- The firm generates $8.0 million of gross revenue, indicating meaningful scale for a mid-market accounting practice.
- Revenue per partner is $2.0 million, which supports strong partner productivity relative to the firm’s size.
- The firm produces 30,000 billable hours with 20 staff, suggesting a substantial operating platform supporting current revenue levels.
- An EBOC margin of 50% indicates solid earnings conversion before owner compensation and interest.
- All four partners are age 32, which suggests a young partner group and potentially a long remaining ownership horizon.
- The firm has only four partners, which creates a relatively concentrated leadership base and may increase key-person and governance risk in a transaction.
- Revenue is concentrated at the partner level at $2.0 million per partner, which can indicate dependency on a small number of client rainmakers and limit transitionability.
- The staff-to-partner ratio is 5:1 with 20 staff supporting 4 partners, which may suggest limited management depth and potential scalability constraints.
- At 50% EBOC, the firm’s profitability is moderate rather than exceptional, which may temper valuation relative to higher-margin firms.
- The firm has strong partner-level productivity at $2.0 million of revenue per partner, suggesting opportunity to support growth by scaling the existing partner model with added staff capacity or future partner hires.
- With 30,000 billable hours and 20 staff, there is room to improve operational leverage by increasing staff utilization and expanding billable output without requiring proportional partner growth.

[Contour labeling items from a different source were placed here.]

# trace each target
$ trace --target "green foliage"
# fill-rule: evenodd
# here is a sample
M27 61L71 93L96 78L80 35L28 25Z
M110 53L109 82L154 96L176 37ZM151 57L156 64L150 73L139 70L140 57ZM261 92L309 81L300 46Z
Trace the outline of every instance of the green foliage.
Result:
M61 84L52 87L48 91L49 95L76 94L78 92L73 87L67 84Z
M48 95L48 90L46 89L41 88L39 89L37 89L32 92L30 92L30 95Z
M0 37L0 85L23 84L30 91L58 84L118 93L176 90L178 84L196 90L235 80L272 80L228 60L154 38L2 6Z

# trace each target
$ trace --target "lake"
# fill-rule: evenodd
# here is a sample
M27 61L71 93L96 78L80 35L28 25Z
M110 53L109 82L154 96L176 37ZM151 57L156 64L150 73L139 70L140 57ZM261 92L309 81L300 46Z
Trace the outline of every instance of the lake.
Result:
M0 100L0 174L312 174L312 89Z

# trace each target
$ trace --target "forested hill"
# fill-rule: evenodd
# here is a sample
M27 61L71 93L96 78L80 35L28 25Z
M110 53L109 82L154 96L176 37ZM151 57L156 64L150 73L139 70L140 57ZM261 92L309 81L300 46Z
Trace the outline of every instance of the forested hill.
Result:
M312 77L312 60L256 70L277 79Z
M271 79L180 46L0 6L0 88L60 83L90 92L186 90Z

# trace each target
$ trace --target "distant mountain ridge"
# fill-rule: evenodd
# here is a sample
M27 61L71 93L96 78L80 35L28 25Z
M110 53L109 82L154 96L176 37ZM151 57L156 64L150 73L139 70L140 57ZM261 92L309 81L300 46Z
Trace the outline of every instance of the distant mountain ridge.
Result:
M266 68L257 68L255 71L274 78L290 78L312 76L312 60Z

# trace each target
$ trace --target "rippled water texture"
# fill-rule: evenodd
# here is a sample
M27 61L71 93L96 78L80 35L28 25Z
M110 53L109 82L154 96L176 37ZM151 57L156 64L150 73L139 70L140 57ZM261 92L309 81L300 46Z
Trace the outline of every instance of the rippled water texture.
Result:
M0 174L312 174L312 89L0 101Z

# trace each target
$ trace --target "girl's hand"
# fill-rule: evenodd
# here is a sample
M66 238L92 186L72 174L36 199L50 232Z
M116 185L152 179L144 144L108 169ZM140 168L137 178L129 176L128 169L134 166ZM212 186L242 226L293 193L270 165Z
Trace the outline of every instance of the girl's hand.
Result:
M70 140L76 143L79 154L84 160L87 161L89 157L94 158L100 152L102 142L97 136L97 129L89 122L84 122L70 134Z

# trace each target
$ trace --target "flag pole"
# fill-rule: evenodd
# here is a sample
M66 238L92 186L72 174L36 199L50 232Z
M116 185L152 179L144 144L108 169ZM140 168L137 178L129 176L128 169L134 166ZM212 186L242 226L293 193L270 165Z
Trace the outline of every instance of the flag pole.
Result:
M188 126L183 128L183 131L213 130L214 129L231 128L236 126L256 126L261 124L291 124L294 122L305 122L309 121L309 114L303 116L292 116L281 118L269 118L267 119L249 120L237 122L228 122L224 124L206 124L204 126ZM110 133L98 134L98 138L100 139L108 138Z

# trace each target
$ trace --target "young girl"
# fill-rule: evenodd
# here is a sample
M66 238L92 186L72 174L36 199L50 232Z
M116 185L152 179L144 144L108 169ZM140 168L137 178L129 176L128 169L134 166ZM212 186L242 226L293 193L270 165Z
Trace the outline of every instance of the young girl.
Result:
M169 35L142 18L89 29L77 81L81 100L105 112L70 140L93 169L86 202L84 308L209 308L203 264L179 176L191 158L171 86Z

- An EBOC of 50% indicates meaningful room to improve profitability through margin enhancement, pricing discipline, and tighter expense control.
- All four partners are age 32, which supports a long runway for succession planning and long-term continuity, potentially strengthening valuation by reducing near-term leadership transition risk.

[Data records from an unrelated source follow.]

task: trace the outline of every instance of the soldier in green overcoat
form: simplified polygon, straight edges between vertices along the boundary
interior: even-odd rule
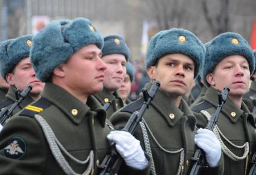
[[[106,65],[103,38],[91,22],[55,21],[33,41],[30,59],[46,85],[0,133],[0,174],[99,174],[107,135],[124,160],[123,174],[148,174],[139,141],[128,132],[109,134],[111,124],[92,96],[103,88]]]
[[[118,90],[125,105],[132,101],[129,99],[129,95],[131,91],[131,84],[134,80],[135,70],[131,62],[128,62],[126,66],[126,73],[123,79],[121,87]]]
[[[202,42],[185,29],[162,31],[149,41],[145,68],[152,82],[159,81],[161,86],[134,135],[151,155],[151,174],[189,174],[195,143],[205,150],[205,163],[211,167],[202,168],[200,174],[222,174],[219,141],[210,130],[200,129],[196,135],[196,118],[182,98],[190,89],[204,54]],[[110,121],[116,128],[123,127],[143,101],[141,97],[114,113]]]
[[[208,88],[202,101],[192,108],[196,125],[206,126],[218,105],[217,93],[229,87],[214,134],[224,155],[224,174],[248,174],[249,162],[256,149],[255,123],[242,97],[254,72],[254,57],[248,42],[234,32],[217,35],[205,44],[205,48],[201,76]]]
[[[107,65],[103,90],[94,96],[107,111],[107,118],[123,106],[117,90],[121,87],[126,71],[125,66],[130,57],[130,51],[124,39],[119,35],[104,38],[102,60]],[[107,106],[107,107],[106,107]],[[105,108],[106,107],[106,108]]]
[[[256,50],[254,50],[253,52],[256,59]],[[251,80],[252,82],[249,91],[243,96],[243,100],[246,104],[249,110],[255,114],[256,114],[256,72],[255,70],[254,74],[251,77]]]

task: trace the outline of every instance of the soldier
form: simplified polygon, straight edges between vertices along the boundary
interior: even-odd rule
[[[135,71],[131,62],[128,62],[126,66],[126,73],[121,87],[118,90],[124,104],[128,105],[131,102],[128,96],[131,91],[131,84],[134,80]]]
[[[255,68],[254,57],[248,42],[239,34],[226,32],[205,44],[201,76],[208,87],[203,100],[192,111],[198,127],[206,126],[218,105],[217,94],[230,88],[214,134],[224,154],[224,174],[247,174],[248,161],[256,149],[254,117],[242,102]]]
[[[22,91],[29,85],[33,89],[16,108],[13,114],[40,97],[45,84],[36,77],[29,59],[32,46],[32,35],[23,35],[2,42],[0,45],[0,69],[1,76],[10,88],[4,100],[0,102],[0,108],[10,108],[16,100],[15,90]]]
[[[4,100],[10,85],[0,76],[0,100]]]
[[[256,58],[256,50],[254,50],[253,52]],[[251,80],[252,82],[249,91],[243,96],[243,100],[250,111],[255,114],[256,114],[256,72],[255,70],[251,77]]]
[[[122,37],[114,35],[104,38],[102,60],[107,64],[103,82],[104,88],[95,97],[102,106],[107,104],[108,106],[106,110],[107,118],[114,111],[123,106],[117,90],[121,87],[125,76],[125,65],[130,57],[130,49]]]
[[[145,68],[151,82],[159,81],[161,86],[134,136],[152,155],[152,174],[189,173],[190,158],[195,151],[196,119],[182,96],[189,91],[204,54],[201,41],[185,29],[162,31],[149,41]],[[146,84],[145,88],[151,85]],[[140,98],[114,113],[110,118],[113,125],[122,128],[143,102],[143,98]],[[203,168],[200,174],[220,174],[220,145],[214,135],[200,129],[196,135],[195,141],[205,150],[207,161],[212,167]]]
[[[105,122],[111,125],[91,96],[103,88],[103,38],[78,18],[53,22],[33,41],[31,61],[46,85],[0,133],[0,174],[99,174],[110,149]],[[119,141],[127,174],[146,174],[149,163],[139,141],[128,132],[109,135]]]

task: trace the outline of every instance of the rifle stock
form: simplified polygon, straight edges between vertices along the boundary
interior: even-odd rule
[[[149,106],[160,86],[160,83],[158,81],[155,81],[148,92],[146,90],[142,91],[144,97],[143,105],[139,112],[134,111],[133,112],[123,130],[128,132],[132,135],[134,133],[136,126],[142,121],[146,109]],[[113,144],[110,153],[105,156],[101,164],[99,165],[102,168],[99,174],[117,174],[116,173],[118,172],[122,161],[123,159],[116,150],[115,144]]]
[[[221,94],[218,94],[219,105],[215,113],[211,115],[211,119],[208,122],[205,129],[213,130],[213,128],[217,121],[222,106],[226,100],[229,90],[230,89],[229,87],[225,87]],[[192,162],[193,162],[193,164],[192,164],[193,165],[189,174],[190,175],[199,174],[202,167],[202,159],[204,157],[204,151],[199,149],[196,149],[194,156],[191,158]]]
[[[0,112],[0,124],[4,125],[7,120],[12,115],[13,111],[19,106],[20,102],[25,99],[28,94],[32,90],[32,86],[29,85],[23,91],[22,91],[19,95],[19,98],[17,99],[13,105],[8,109],[7,107],[5,107],[2,109]]]

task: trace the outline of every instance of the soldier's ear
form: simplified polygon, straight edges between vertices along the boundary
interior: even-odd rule
[[[155,66],[151,66],[148,67],[147,73],[151,79],[155,80]]]
[[[207,81],[208,83],[210,84],[211,86],[215,85],[214,76],[213,76],[213,74],[212,73],[209,73],[206,76],[206,80]]]
[[[63,63],[54,69],[52,73],[58,77],[64,77],[65,76],[65,72],[63,70]]]
[[[6,78],[6,81],[9,84],[11,85],[15,85],[14,82],[13,81],[13,73],[7,73],[5,75],[5,78]]]

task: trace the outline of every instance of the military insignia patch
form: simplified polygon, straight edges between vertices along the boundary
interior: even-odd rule
[[[13,159],[20,159],[27,152],[27,145],[20,137],[14,136],[10,140],[9,144],[2,150],[4,156]]]

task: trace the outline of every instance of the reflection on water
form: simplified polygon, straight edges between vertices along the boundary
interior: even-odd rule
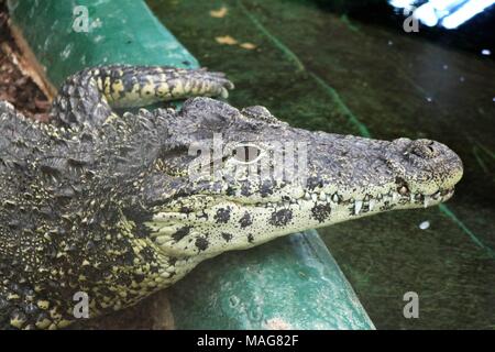
[[[336,13],[323,2],[148,3],[202,65],[229,74],[237,107],[264,105],[305,129],[429,138],[457,151],[465,174],[446,206],[319,232],[378,329],[494,329],[495,67],[493,54],[482,55],[493,51],[482,45],[486,34],[465,43],[422,26],[405,33],[397,18],[363,16],[360,7]],[[419,319],[403,316],[406,292],[419,295]]]

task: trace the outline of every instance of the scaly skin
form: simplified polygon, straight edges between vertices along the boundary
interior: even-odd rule
[[[66,327],[77,292],[88,294],[91,317],[118,310],[226,251],[439,204],[462,176],[460,158],[438,142],[309,132],[262,107],[210,98],[178,112],[110,107],[231,88],[206,70],[107,66],[67,79],[51,124],[0,102],[0,327]],[[212,158],[189,152],[218,134],[230,148]],[[299,147],[306,182],[285,168],[284,177],[261,166],[245,174],[245,165],[276,169],[274,155],[292,153],[280,141]],[[198,161],[213,173],[197,177]]]

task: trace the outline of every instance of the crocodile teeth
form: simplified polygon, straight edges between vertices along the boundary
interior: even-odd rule
[[[363,201],[362,200],[356,200],[354,202],[354,213],[359,215],[361,211],[361,208],[363,208]]]

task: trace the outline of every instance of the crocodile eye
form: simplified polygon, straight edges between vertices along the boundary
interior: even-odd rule
[[[232,154],[237,162],[250,164],[260,158],[261,148],[255,144],[239,144]]]

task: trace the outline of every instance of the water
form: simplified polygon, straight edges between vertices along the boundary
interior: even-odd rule
[[[486,34],[405,33],[377,13],[342,15],[324,2],[148,4],[202,65],[229,74],[237,107],[263,105],[309,130],[429,138],[458,152],[465,175],[446,206],[319,232],[378,329],[494,329],[495,66],[482,53],[493,52],[482,46]],[[403,316],[407,292],[419,295],[419,319]]]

- With only 4 partners, the firm may face key-person and succession risk if one or more partners depart or become unavailable, given the concentration of leadership and revenue responsibility.

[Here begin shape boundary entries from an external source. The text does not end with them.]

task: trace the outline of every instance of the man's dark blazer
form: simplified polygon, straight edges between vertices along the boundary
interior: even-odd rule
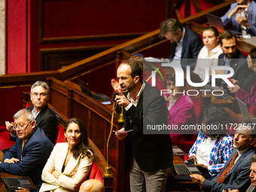
[[[225,66],[224,56],[224,53],[219,55],[218,66]],[[233,58],[230,59],[230,67],[234,70],[234,75],[231,78],[236,79],[239,82],[242,83],[246,77],[246,75],[250,71],[250,69],[248,68],[246,56],[239,49],[237,49]],[[216,84],[218,86],[221,86],[221,81],[222,79],[216,79]],[[227,84],[225,84],[224,89],[228,90]]]
[[[44,131],[37,127],[27,141],[22,152],[23,140],[18,137],[16,142],[5,152],[5,159],[12,157],[22,160],[17,163],[0,163],[0,172],[8,172],[17,175],[29,176],[34,184],[40,187],[42,184],[41,172],[53,148],[53,144],[45,136]]]
[[[126,163],[130,169],[133,157],[145,172],[154,172],[172,166],[172,148],[169,131],[165,135],[144,134],[147,125],[168,125],[167,108],[160,90],[145,82],[137,106],[124,113],[125,130],[133,130],[126,138]],[[151,133],[149,131],[148,133]],[[153,131],[154,132],[154,131]],[[157,133],[163,133],[155,131]]]
[[[200,36],[194,31],[184,27],[185,34],[182,41],[182,50],[181,59],[197,59],[197,56],[200,50],[203,47],[203,44]],[[172,54],[168,57],[169,59],[173,59],[175,53],[175,48],[177,43],[171,43]],[[197,60],[186,60],[181,59],[181,68],[183,70],[186,70],[187,65],[190,66],[190,71],[194,71],[196,67]]]
[[[256,154],[255,148],[251,147],[246,150],[241,157],[238,159],[236,163],[233,165],[233,168],[227,174],[222,184],[216,182],[217,178],[224,172],[226,167],[230,163],[232,157],[237,152],[237,149],[233,149],[232,154],[226,162],[221,172],[212,181],[206,179],[203,184],[202,190],[203,191],[222,191],[222,190],[227,190],[230,188],[237,189],[239,191],[246,191],[247,188],[251,184],[249,178],[251,161],[250,158],[252,155]]]

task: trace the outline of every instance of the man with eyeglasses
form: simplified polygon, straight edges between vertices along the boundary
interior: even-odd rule
[[[30,91],[30,99],[33,105],[28,107],[27,109],[32,111],[38,126],[44,131],[45,135],[54,144],[58,131],[58,123],[47,105],[49,94],[48,85],[44,81],[36,81],[31,87]],[[17,136],[13,129],[14,123],[5,121],[5,125],[11,133],[11,140],[15,141]]]
[[[255,123],[249,121],[239,124],[233,137],[234,148],[232,154],[221,172],[212,180],[206,179],[200,175],[190,175],[191,178],[198,180],[202,190],[213,192],[237,189],[246,191],[251,184],[250,157],[256,154],[255,129]]]
[[[21,109],[14,116],[16,142],[3,157],[0,172],[29,176],[38,191],[41,172],[53,148],[44,131],[37,126],[31,111]]]

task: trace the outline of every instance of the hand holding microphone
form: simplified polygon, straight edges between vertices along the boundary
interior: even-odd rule
[[[115,96],[114,101],[117,102],[117,104],[120,106],[127,107],[130,102],[127,99],[127,98],[120,92],[120,90],[117,90],[116,92],[119,93]]]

- An EBOC margin of 50% suggests moderate profitability, which may limit the firm's ability to absorb compensation pressure, overhead increases, or market shocks.
- Revenue per partner of $2,000,000 indicates relatively high dependence on each partner's production, increasing operational risk if partner productivity declines.
- The staffing base of 20 staff versus 4 partners may create execution and retention risk if the firm cannot adequately support partner-led work capacity as demand grows.